In a comment to yesterday's post, 'Race and Religion', Robert Jubb asked, "would it be more acceptable to have a law banning those holding certain religious beliefs, or not holding any religious beliefs, from holding public office, than a law banning those of particular race or gender?" For what it's worth, I don't think it is acceptable to have laws that ban people from public office based on race, religion, gender, sexual orientation, etc. Although my original post was mostly about my own personal distinctions between the two concepts of race/ethnicity and religion, and the relative seriousness of abuse based on the two, this got me thinking about legal/public policy approaches to resolving such matters.

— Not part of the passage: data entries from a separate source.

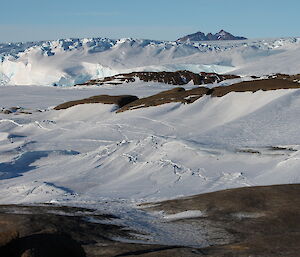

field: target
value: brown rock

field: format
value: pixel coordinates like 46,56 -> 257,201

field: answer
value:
54,95 -> 138,110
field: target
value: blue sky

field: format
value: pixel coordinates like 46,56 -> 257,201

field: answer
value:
0,0 -> 300,42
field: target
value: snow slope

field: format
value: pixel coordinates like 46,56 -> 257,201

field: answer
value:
0,38 -> 300,86
0,82 -> 300,204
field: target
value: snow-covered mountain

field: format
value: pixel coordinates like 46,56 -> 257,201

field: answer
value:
177,29 -> 247,42
0,38 -> 300,85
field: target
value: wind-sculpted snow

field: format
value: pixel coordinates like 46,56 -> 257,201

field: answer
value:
0,38 -> 299,86
0,82 -> 300,203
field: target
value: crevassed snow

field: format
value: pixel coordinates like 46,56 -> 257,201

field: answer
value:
0,38 -> 300,86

I think that the key distinction that I make on the topic is between ideas and people. Idealogical frameworks of all types (including religion) deserve, in my opinion, no special protection from the state. They should live, die, thrive, decline on their own depending on their appeal to the population at large. I am very uncomfortable with the idea of government deciding that certain ideas deserve protection, as in the case of legislation to ban incitement of religious hatred. If someone wants to say that Mohammed was a paedophile for his marriage to Aisha that is their business, and the state should not step in to protect the feelings of Muslims, because it is not, and never should it be, the state's job to hold hands and offer a consoling pat on the back.

On the other hand, I believe that people deserve protection, and the right to hold their ideas. This is why I have no particular problem with anti-discrimination legislation. There should be no barriers to employment or housing by race, religion, gender, sexual orientation, national origin etc. and I think that it is legitimate in such cases for the state to ensure equal access.